Emerging Concepts In Podiatric Biomechanics

Author(s): 
By Kevin A. Kirby, DPM, MS

    The world of podiatric biomechanics is very different now than when Merton Root, DPM, created the first Department of Podiatric Biomechanics at the California College of Chiropody in San Francisco in 1966.1 During those exciting early years of development within the new subspecialty of “podiatric biomechanics,” Dr. Root and his podiatric colleagues created a classification system, based on the subtalar joint (STJ) neutral position, that remains to this day the most complete method by which to classify the structure of the foot and lower extremity.1,2     During that same period of seminal intellectual growth, Dr. Root also developed a new type of thermoplastic foot orthosis, popularly called the Root functional orthosis, which has served as the basis for the modern custom foot orthosis that is currently in wide use in multiple medical specialties.3,4     Largely due to the intellectual seeds that Dr. Root and coworkers planted on the West Coast nearly 40 years ago with Dr.

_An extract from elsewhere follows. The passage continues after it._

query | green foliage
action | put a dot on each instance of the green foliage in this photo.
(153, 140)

Root’s pioneering work in foot biomechanics and custom foot orthoses, there has been a significant increase in the use of custom foot orthoses by foot health professionals for the treatment of foot and lower extremity pathologies.1 In addition, over the past 40 years, there has been a literal explosion in the amount, sophistication and quality of foot and lower extremity biomechanics research within the worldwide podiatric, medical and biomechanics literature.     Due to this ever increasing body of fascinating scientific research by multiple clinical scientific disciplines, it is understandably very difficult for the busy podiatrist to remain abreast of new theories, technologies and therapeutic techniques that are being considered by experts within the scientific discipline of biomechanics. Accordingly, let us take a closer look at the latest available technologies, theories and therapeutic advances within the international biomechanics community in order to facilitate a better understanding of emerging concepts in podiatric biomechanics.